Algemeen uitgangspunt bij bezwaren
In alle gevallen gaat de functionaris met de nabestaanden de dialoog aan, en probeert hij te begrijpen waar eventuele bezwaren vandaan komen en wat hen kan helpen om tegemoet te komen aan hun waarden en behoeften. De functionaris is zich ervan bewust dat de nabestaanden op een voor hen emotioneel moment met de donatie worden geconfronteerd. Dit kan betekenen dat zij mogelijk emotionele/psychische schade lijden als de procedure toch doorgaat. Een juiste benadering, de juiste informatieverstrekking en duidelijke communicatie zijn van groot belang om de nabestaanden goed te betrekken.

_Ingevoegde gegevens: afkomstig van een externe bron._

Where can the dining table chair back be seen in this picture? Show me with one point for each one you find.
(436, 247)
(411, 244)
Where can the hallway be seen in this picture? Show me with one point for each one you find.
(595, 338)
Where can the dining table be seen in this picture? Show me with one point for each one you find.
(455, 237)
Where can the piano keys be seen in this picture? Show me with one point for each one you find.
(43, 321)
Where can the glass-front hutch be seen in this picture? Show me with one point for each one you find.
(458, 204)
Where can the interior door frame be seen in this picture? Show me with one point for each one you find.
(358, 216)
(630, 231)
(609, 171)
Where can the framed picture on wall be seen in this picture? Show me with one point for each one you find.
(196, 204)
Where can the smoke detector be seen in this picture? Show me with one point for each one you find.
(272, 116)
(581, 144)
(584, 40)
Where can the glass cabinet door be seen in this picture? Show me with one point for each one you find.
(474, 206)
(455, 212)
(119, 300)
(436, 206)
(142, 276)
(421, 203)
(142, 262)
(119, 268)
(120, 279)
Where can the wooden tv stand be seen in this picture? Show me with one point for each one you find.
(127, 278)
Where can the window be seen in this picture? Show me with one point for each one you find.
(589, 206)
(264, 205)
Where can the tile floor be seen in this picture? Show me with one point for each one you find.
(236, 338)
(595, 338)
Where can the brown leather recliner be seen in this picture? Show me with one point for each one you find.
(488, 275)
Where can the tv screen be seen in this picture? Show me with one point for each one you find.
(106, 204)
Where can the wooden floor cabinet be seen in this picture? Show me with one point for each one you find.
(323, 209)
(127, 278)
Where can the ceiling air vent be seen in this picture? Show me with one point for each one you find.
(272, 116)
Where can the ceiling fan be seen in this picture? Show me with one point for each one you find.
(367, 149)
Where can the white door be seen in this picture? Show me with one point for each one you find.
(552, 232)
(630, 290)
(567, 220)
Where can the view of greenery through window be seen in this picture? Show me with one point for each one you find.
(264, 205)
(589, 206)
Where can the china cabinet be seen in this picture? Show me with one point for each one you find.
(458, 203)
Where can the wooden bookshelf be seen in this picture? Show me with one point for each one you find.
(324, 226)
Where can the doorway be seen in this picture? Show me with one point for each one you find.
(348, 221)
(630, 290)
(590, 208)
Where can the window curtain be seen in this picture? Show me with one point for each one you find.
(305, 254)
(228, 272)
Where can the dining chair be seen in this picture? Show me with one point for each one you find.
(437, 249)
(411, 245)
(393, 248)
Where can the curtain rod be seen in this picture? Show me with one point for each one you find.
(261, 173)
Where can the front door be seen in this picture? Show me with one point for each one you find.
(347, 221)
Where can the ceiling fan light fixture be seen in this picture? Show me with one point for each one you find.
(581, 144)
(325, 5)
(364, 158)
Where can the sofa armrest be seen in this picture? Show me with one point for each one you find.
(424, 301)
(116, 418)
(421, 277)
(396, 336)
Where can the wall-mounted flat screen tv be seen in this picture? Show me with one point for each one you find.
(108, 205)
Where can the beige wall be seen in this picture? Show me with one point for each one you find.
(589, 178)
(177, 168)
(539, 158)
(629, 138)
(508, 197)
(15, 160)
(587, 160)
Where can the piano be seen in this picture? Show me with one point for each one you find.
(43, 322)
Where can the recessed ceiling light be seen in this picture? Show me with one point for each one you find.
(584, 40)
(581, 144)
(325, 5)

De functionaris moet hen de tijd en ruimte geven om de informatie tot zich te laten doordringen. Hij kan ook aanbieden om een geestelijk verzorger of maatschappelijk werker in te schakelen.
Behouden de nabestaanden na een juiste en volledige informatievoorziening ernstige bezwaren die kunnen leiden tot emotionele of psychische schade? Dan kan de functionaris besluiten dat de donatie geen doorgang vindt.
Alleen in bepaalde omstandigheden kunnen er redenen zijn om aan te nemen dat de patiënt uitdrukkelijk wenste dat er met de bezwaren van zijn nabestaanden geen rekening zou worden gehouden. Dat kan bijvoorbeeld het geval zijn als hij in het Donorregister heeft opgenomen dat hij de beslissing over donatie aan een specifieke persoon buiten de nabestaanden overlaat. In dat geval kan de functionaris doorslaggevend gewicht toekennen aan de beslissing van de aangewezen persoon.